Since the vote to accept the resignation fell under the required absolute majority of 52, Wojciechowski's first resignation was rejected.

Second resignation vote
| Candidate | Vote | % |
| For resignation | 53 | 70.67 |
| Against resignation | 22 | 29.33 |
| Total | 75 | ? |
| Abstain | ? | ? |
Blank/Invalid
| Total votes | ? | 100.00 |
Source: Wprost

=== Party chairman ===

Election for party chairman
| Candidate |  | Vote | % |
|  | Waldemar Pawlak | 51 | 70.83 |
|  | Zdzisław Podkański | 21 | 29.17 |
| Total |  | 72 | ? |
| Abstain |  | ? | ? |
Blank/Invalid
| Total votes |  | ? | 100.00 |
Source: ppr.pl

Since neither candidate received the required absolute majority of 52 votes, a vote to accept Pawlak as party chairman with only him as a candidate was held.

Vote to accept Pawlak as party chairman
| Candidate |  | Vote | % |
|  | Waldemar Pawlak | 60 | 84.51 |
| Against |  | 11 | 15.49 |
| Total |  | 71 | ? |
| Abstain |  | ? | ? |
Blank/Invalid
| Total votes |  | ? | 100.00 |
Source: Wprost

== Aftermath ==
Following the election, three deputy chairmen of PSL resigned from their posts: Zbigniew Kuźmiuk, Zdzisław Podkański and Sławomir Juszczyk. They were replaced by Janusz Piechociński, Jan Bury and Witold Perka. Janusz Piechociński would challenge Pawlak's leadership in 2012. He narrowly defeated Pawlak, becoming the new party chairman.

PSL emerged with 6.96% of the vote in the upcoming parliamentary election, a decrease of 2.02 pp since 2001. After the election, the party voted for the minority Law and Justice Marcinkiewicz cabinet.

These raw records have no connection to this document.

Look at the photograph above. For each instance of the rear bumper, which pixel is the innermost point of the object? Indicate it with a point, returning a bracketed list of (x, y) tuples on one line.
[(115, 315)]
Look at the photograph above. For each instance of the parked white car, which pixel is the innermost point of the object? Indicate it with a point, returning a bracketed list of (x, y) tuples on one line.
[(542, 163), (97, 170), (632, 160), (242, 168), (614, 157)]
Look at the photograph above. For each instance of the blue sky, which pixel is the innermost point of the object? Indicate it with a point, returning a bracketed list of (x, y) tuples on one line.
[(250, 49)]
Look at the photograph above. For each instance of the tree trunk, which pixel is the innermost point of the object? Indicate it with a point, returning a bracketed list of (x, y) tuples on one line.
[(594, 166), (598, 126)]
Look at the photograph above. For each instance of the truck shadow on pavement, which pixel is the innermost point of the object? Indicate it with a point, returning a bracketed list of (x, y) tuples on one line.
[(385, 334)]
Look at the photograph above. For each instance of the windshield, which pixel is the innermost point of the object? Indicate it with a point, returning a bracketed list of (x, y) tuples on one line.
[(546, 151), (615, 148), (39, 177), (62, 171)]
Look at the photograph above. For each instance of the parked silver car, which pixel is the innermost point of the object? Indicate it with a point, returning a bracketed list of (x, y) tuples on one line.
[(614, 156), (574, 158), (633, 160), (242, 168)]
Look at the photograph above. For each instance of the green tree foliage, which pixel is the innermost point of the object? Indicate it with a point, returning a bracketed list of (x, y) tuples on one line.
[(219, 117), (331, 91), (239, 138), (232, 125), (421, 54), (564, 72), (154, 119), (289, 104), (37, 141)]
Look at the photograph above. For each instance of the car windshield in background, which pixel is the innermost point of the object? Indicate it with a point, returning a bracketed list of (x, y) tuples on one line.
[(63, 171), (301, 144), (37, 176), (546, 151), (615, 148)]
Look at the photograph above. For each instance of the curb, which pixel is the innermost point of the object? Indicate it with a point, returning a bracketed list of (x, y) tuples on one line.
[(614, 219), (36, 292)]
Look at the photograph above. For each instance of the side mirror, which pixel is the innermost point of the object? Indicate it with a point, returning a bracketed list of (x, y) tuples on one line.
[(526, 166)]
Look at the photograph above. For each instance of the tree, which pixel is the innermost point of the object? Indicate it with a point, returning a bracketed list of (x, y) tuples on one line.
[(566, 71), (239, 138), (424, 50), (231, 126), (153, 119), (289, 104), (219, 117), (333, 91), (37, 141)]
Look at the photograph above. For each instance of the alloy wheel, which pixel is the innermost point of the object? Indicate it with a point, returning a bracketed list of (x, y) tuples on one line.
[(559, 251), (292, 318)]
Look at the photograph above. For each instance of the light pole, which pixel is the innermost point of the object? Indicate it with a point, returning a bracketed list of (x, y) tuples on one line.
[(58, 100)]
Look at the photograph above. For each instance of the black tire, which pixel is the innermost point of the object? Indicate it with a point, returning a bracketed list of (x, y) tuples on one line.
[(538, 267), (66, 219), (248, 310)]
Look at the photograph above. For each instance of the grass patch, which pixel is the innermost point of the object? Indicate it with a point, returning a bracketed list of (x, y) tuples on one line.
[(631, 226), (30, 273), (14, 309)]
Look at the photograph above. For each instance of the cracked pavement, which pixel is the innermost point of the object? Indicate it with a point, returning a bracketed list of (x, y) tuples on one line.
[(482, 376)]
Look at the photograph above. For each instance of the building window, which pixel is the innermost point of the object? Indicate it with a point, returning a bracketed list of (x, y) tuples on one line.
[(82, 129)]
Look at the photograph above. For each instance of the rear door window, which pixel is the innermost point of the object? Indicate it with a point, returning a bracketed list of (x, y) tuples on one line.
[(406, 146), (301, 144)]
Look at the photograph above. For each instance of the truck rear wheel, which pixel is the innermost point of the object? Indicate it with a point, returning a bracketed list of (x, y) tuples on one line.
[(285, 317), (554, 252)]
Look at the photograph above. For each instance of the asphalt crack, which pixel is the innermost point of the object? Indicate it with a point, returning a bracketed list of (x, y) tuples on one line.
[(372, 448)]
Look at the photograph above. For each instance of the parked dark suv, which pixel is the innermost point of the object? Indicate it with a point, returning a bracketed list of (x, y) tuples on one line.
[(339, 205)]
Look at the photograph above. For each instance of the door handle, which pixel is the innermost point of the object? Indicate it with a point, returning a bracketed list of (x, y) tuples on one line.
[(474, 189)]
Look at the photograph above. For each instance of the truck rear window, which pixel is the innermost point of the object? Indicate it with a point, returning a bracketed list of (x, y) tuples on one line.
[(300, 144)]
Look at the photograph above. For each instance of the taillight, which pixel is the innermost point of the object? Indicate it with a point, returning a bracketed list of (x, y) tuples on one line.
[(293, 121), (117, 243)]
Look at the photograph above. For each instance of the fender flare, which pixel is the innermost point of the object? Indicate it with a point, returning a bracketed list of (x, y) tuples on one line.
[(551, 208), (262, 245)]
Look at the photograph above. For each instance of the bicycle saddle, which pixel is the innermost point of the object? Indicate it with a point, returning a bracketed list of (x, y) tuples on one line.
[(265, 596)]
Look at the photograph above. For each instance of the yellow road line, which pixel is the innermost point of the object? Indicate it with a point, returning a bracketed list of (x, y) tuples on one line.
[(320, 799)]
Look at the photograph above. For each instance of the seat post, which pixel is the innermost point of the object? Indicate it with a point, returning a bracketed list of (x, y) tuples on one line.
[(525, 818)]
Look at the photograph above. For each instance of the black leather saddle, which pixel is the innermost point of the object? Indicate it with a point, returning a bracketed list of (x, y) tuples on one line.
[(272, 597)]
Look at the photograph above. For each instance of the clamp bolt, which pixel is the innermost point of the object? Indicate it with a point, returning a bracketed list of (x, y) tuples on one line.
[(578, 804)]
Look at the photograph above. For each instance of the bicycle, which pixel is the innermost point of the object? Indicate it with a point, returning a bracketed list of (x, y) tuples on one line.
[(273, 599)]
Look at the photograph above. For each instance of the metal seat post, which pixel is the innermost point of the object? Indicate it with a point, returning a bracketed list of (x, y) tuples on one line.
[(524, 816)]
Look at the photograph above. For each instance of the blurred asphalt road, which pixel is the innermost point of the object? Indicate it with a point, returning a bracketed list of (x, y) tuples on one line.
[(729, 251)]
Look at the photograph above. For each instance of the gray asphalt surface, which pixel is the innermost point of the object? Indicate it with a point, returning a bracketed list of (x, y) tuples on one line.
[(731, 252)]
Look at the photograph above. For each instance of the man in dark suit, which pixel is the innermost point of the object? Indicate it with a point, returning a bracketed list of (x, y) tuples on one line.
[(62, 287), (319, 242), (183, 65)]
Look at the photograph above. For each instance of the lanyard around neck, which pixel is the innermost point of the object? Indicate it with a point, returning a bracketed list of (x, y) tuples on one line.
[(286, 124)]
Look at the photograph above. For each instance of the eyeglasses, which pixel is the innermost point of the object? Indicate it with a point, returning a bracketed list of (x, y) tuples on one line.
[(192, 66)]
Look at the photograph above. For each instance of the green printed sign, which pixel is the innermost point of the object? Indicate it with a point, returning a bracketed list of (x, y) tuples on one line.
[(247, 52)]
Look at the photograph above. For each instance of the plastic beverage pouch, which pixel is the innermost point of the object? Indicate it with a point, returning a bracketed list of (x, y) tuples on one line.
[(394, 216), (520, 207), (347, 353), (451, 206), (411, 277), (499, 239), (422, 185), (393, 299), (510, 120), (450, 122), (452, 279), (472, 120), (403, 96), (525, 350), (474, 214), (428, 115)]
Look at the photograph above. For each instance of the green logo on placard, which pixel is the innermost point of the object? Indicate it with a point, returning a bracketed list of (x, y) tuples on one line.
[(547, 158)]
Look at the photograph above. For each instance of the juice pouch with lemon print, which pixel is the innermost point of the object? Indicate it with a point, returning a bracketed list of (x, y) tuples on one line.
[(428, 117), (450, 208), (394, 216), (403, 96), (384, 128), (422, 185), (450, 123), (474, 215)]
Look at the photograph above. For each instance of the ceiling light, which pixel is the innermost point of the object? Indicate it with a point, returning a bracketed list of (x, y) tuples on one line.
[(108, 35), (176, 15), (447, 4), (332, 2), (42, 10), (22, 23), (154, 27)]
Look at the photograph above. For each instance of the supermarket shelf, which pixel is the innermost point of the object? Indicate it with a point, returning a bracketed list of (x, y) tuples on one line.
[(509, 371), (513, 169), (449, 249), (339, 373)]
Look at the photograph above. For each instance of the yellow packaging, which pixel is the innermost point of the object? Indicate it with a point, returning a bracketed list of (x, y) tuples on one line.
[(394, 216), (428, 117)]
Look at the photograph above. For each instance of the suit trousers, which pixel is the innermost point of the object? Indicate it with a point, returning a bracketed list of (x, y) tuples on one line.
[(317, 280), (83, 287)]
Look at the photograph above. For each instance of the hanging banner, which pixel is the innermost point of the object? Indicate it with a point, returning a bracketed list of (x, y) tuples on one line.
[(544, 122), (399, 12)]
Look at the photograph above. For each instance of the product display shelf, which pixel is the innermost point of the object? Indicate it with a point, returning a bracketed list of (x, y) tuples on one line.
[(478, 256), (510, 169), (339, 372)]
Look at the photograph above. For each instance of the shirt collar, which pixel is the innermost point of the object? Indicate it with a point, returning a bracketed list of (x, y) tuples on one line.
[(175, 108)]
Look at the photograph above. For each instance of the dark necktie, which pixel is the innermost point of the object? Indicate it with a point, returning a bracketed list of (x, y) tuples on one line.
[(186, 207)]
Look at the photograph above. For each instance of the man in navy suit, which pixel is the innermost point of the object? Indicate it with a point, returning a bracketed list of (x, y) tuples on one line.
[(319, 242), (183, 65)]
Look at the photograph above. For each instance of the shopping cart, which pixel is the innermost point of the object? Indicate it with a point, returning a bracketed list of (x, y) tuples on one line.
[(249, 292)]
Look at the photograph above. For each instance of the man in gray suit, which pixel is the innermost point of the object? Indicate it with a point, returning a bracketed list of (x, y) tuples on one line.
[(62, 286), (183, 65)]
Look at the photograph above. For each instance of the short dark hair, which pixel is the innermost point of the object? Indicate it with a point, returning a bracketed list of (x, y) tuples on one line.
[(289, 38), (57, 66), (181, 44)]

In that year's presidential election, it fielded Jarosław Kalinowski as its presidential nominee, who received 1.80% of the vote. After 2007, it governed together with the Civic Platform until the return of Law and Justice to power in 2015.

Wojciechowski, Kuźmiuk and Podkański were removed from PSL in February 2006 after affiliating with the Union for Europe of the Nations without approval of party leadership. Afterwards, they formed the Polish People's Party "Piast", which largely cooperated with Law and Justice.